Karine Awashish

D’Opitciwan à l’UNESCO

Née d’une mère québécoise et d’un père atikamekw, Karine Awashish a grandi à Opitciwan, un lieu d’où elle partira plusieurs fois, dès son adolescence, afin de mieux revenir avec des idées pour mettre en valeur sa culture autochtone.

Au cours de ses études au Cégep de Trois-Rivières, elle caresse en effet le rêve d’avoir une auberge et commence à se passionner pour le tourisme autochtone. Dans le but de réaliser ses ambitions, elle fait un baccalauréat en administration à l’UQAM et travaillera ensuite un an à Opitciwan et deux ans à Wemotaci dans le milieu de l’éducation où l’on recherchait des autochtones pour enseigner aux enfants. Cette période a permis à Karine Awashish d’approfondir ses liens avec la culture atikamekw et changera quelque peu ses ambitions et ses perspectives.

C’est qu’elle devient alors de plus en plus éprise de sa culture qu’elle souhaite plus que jamais mettre en valeur. «Mon dada, c’est les jeunes et la culture», résume-t-elle. La jeune femme décide donc de faire une maîtrise à l’UQTR en loisir, culture et tourisme. «J’avais un projet de créer une coopérative d’artisanat atikamekw. Ma maîtrise a été axée sur le suivi de ce projet», explique-t-elle.

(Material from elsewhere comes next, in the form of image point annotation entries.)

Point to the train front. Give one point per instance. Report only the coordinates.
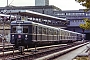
(19, 33)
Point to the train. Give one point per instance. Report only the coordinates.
(28, 33)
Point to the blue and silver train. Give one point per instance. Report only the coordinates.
(27, 33)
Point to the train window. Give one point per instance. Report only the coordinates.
(34, 29)
(25, 29)
(39, 31)
(44, 30)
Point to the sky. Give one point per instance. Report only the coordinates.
(62, 4)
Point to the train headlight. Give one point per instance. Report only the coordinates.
(12, 35)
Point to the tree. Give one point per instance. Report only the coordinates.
(85, 3)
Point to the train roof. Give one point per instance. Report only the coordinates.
(34, 23)
(29, 13)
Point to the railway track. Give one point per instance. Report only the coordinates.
(30, 54)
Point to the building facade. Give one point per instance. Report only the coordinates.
(41, 2)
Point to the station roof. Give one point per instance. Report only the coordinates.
(34, 14)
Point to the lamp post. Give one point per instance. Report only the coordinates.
(3, 38)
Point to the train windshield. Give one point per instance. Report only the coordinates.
(19, 29)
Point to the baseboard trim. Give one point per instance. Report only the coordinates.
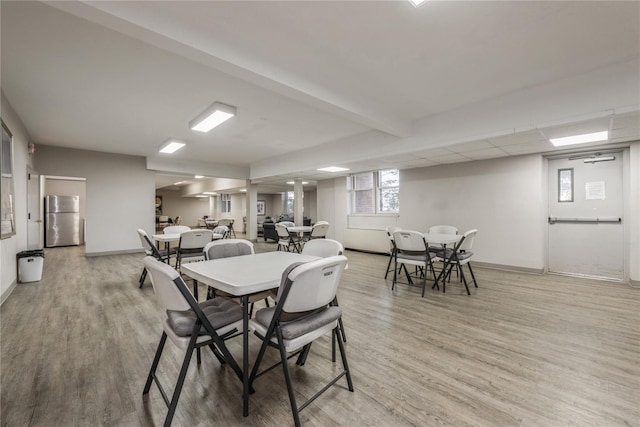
(8, 292)
(125, 252)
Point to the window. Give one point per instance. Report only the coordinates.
(225, 203)
(289, 205)
(565, 185)
(374, 192)
(389, 191)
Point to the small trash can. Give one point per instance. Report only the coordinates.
(30, 265)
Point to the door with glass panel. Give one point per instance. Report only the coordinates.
(585, 216)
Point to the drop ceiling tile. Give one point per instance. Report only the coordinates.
(470, 146)
(626, 120)
(488, 153)
(450, 158)
(519, 138)
(626, 134)
(431, 153)
(533, 147)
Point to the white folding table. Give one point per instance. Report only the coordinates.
(241, 276)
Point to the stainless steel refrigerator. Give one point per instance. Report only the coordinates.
(62, 221)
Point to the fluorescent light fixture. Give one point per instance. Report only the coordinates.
(216, 114)
(333, 169)
(599, 159)
(171, 145)
(580, 139)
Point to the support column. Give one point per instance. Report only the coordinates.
(298, 202)
(252, 211)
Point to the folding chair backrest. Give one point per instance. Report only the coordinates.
(163, 278)
(467, 240)
(409, 241)
(224, 221)
(311, 285)
(175, 229)
(145, 242)
(194, 239)
(319, 230)
(443, 229)
(221, 229)
(282, 231)
(323, 248)
(228, 248)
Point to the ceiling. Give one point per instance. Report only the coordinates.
(360, 84)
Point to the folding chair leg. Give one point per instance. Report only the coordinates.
(180, 383)
(464, 279)
(472, 275)
(345, 365)
(287, 376)
(154, 365)
(388, 266)
(143, 276)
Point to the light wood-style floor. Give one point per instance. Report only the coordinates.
(522, 350)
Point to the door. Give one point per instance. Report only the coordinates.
(34, 211)
(585, 217)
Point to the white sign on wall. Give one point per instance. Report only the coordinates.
(594, 190)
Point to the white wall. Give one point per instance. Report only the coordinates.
(9, 247)
(632, 220)
(120, 195)
(503, 198)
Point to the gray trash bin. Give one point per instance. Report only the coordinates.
(30, 265)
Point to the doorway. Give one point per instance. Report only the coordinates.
(34, 211)
(585, 216)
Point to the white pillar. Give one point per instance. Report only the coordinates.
(252, 211)
(298, 203)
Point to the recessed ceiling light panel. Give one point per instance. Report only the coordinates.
(580, 139)
(333, 169)
(213, 116)
(171, 145)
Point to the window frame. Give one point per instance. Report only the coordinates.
(376, 194)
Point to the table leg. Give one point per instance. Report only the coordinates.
(245, 355)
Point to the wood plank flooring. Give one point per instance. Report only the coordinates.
(522, 350)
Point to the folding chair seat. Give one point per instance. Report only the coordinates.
(191, 245)
(220, 232)
(287, 241)
(412, 249)
(303, 314)
(457, 257)
(189, 326)
(177, 229)
(150, 249)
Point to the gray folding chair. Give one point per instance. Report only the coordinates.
(303, 314)
(412, 249)
(150, 250)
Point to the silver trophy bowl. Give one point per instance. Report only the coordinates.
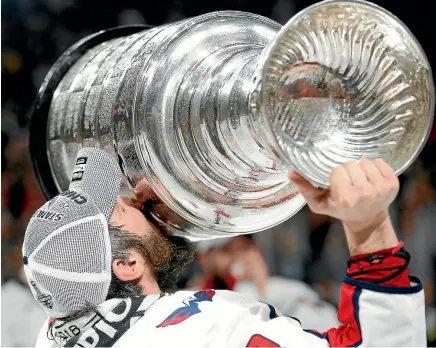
(213, 111)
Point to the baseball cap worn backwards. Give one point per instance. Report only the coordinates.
(66, 250)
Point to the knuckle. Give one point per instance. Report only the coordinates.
(364, 162)
(366, 194)
(346, 201)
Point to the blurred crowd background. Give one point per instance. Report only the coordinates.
(305, 257)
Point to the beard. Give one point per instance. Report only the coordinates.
(168, 256)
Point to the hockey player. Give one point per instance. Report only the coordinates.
(103, 272)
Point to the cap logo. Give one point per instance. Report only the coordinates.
(79, 168)
(74, 196)
(45, 300)
(46, 215)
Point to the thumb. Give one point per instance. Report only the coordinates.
(311, 193)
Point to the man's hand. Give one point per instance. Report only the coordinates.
(359, 194)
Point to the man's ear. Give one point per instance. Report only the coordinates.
(131, 269)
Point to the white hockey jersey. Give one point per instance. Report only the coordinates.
(371, 316)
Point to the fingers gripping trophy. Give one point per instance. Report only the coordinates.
(211, 113)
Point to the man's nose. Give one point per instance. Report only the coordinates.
(129, 201)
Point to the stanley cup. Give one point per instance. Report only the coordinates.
(212, 111)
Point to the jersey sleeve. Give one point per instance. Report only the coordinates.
(372, 313)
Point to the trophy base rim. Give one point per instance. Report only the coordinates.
(41, 106)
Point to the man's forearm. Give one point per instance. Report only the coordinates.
(370, 236)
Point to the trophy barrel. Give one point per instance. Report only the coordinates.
(172, 105)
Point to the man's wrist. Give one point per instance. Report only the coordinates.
(369, 236)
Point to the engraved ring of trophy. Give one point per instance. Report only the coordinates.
(211, 112)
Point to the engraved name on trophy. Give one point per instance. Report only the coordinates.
(212, 111)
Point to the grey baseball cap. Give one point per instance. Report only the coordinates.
(66, 250)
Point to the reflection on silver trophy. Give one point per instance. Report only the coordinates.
(212, 111)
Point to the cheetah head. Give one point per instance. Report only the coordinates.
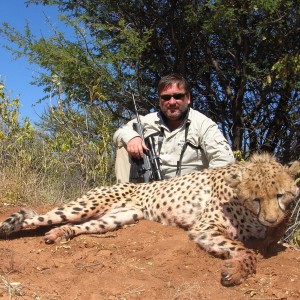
(266, 188)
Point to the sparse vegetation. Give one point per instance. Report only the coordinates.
(57, 160)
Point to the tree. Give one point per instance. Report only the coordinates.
(241, 58)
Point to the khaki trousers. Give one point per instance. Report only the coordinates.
(122, 166)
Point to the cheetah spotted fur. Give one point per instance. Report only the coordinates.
(221, 208)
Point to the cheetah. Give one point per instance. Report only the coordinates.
(221, 208)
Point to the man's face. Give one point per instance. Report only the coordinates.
(174, 101)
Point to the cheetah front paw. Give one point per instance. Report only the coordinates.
(14, 222)
(231, 273)
(235, 272)
(58, 234)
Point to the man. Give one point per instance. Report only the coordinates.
(184, 139)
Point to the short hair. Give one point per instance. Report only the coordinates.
(168, 80)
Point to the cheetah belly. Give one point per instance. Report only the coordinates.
(182, 211)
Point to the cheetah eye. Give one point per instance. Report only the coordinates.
(256, 200)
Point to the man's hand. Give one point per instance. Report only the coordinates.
(136, 147)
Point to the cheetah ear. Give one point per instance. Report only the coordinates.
(234, 178)
(293, 168)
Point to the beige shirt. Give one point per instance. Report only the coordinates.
(206, 146)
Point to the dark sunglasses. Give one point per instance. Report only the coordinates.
(167, 97)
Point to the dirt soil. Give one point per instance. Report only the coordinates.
(143, 261)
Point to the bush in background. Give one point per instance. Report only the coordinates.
(56, 161)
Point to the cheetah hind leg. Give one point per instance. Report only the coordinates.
(111, 221)
(15, 221)
(239, 263)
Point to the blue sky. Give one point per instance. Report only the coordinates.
(17, 74)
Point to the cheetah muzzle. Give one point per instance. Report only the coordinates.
(221, 208)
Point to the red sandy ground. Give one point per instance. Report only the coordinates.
(144, 261)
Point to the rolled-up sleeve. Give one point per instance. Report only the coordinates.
(215, 146)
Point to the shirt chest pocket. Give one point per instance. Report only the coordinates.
(191, 153)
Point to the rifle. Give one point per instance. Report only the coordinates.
(147, 167)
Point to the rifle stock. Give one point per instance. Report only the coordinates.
(147, 167)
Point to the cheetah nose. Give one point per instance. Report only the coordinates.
(271, 219)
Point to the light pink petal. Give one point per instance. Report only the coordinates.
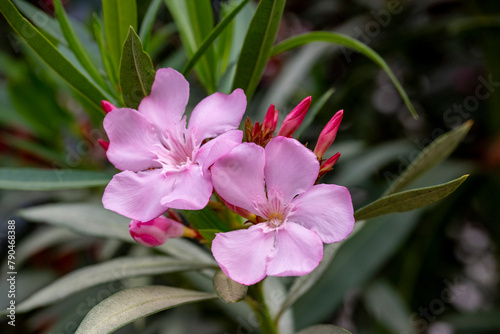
(242, 254)
(131, 139)
(217, 147)
(238, 176)
(290, 167)
(217, 114)
(137, 195)
(297, 251)
(325, 209)
(168, 99)
(191, 189)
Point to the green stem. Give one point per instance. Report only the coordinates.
(255, 299)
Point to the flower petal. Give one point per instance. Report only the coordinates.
(168, 99)
(238, 176)
(217, 114)
(290, 167)
(191, 189)
(297, 251)
(131, 139)
(242, 254)
(325, 209)
(137, 195)
(217, 147)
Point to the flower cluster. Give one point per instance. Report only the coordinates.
(169, 163)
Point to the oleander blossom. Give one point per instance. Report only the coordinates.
(276, 183)
(163, 162)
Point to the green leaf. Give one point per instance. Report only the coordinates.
(93, 220)
(324, 329)
(228, 290)
(76, 46)
(432, 155)
(131, 304)
(352, 43)
(110, 271)
(50, 179)
(408, 200)
(195, 21)
(119, 16)
(136, 71)
(208, 41)
(258, 44)
(50, 55)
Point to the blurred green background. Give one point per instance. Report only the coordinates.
(435, 270)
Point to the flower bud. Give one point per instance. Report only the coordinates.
(104, 144)
(271, 120)
(155, 232)
(328, 134)
(107, 106)
(294, 119)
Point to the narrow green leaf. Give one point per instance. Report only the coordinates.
(119, 16)
(136, 71)
(50, 55)
(208, 41)
(110, 271)
(324, 329)
(93, 220)
(258, 44)
(50, 179)
(148, 21)
(352, 43)
(228, 290)
(408, 200)
(195, 21)
(131, 304)
(432, 155)
(76, 46)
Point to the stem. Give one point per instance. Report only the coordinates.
(255, 299)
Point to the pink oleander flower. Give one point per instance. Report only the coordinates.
(155, 232)
(164, 163)
(276, 183)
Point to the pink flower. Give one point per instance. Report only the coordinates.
(155, 232)
(277, 184)
(164, 163)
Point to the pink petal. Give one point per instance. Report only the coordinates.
(242, 254)
(217, 147)
(297, 251)
(217, 114)
(191, 189)
(290, 167)
(131, 139)
(137, 195)
(168, 99)
(325, 209)
(238, 176)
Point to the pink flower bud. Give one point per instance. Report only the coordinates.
(271, 120)
(155, 232)
(327, 136)
(107, 106)
(328, 165)
(104, 144)
(294, 119)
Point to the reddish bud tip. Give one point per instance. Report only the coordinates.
(328, 134)
(104, 144)
(155, 232)
(107, 106)
(294, 119)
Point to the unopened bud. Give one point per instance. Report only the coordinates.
(328, 134)
(155, 232)
(294, 119)
(107, 106)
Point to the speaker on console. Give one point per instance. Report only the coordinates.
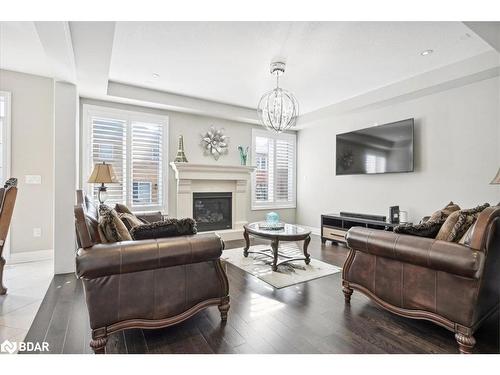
(394, 215)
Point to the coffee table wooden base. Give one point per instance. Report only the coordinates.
(278, 258)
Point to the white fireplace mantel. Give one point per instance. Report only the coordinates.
(188, 171)
(193, 178)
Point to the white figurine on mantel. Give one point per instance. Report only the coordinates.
(214, 142)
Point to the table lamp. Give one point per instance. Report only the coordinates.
(496, 179)
(102, 174)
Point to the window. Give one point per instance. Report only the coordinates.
(273, 182)
(135, 144)
(141, 192)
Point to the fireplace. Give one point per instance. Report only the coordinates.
(213, 211)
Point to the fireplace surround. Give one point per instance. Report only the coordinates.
(214, 178)
(213, 211)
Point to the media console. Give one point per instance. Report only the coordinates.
(335, 226)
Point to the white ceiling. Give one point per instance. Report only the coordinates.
(326, 61)
(21, 50)
(228, 62)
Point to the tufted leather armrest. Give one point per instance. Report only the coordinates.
(426, 252)
(133, 256)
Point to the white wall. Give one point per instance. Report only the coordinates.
(457, 153)
(191, 127)
(65, 174)
(32, 154)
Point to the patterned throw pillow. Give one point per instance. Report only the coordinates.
(167, 228)
(111, 228)
(430, 227)
(130, 220)
(427, 229)
(448, 226)
(465, 220)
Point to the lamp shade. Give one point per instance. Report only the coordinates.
(496, 179)
(103, 174)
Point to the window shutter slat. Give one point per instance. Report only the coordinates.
(109, 145)
(146, 162)
(274, 177)
(135, 149)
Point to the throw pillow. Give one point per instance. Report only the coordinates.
(111, 228)
(445, 212)
(122, 209)
(465, 220)
(130, 220)
(467, 237)
(427, 229)
(161, 229)
(448, 225)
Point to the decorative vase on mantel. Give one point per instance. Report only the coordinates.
(181, 156)
(243, 155)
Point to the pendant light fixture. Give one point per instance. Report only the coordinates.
(278, 109)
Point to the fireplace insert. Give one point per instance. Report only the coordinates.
(212, 211)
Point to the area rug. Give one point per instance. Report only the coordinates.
(292, 273)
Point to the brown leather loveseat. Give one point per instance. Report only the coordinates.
(148, 283)
(450, 284)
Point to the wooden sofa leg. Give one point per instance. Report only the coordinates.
(465, 343)
(224, 308)
(99, 341)
(347, 293)
(3, 290)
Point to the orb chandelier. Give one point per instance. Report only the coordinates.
(278, 109)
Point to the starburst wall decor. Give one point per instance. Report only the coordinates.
(214, 142)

Le modèle coopératif lui semble alors fort approprié. «C’est que traditionnellement, il faisait partie de notre modèle social», explique-t-elle.

Grâce au soutien de plusieurs partenaires, dont la Coopérative Nitaskinan, basée à Shawinigan, Mme Awashish a donc cofondé, en 2017, l'OBNL Tapiskwan. «À la base, c’était pour soutenir les artisans dans la vente et la commercialisation et pour mettre en valeur l’art atikamekw», explique-t-elle. Ce sont des ateliers de création qu’on fait dans les communautés avec des artisans et des jeunes. L’idée c’était de revisiter l’art graphique atikamekw, tout le patrimoine graphique et de le mettre en valeur», explique-t-elle.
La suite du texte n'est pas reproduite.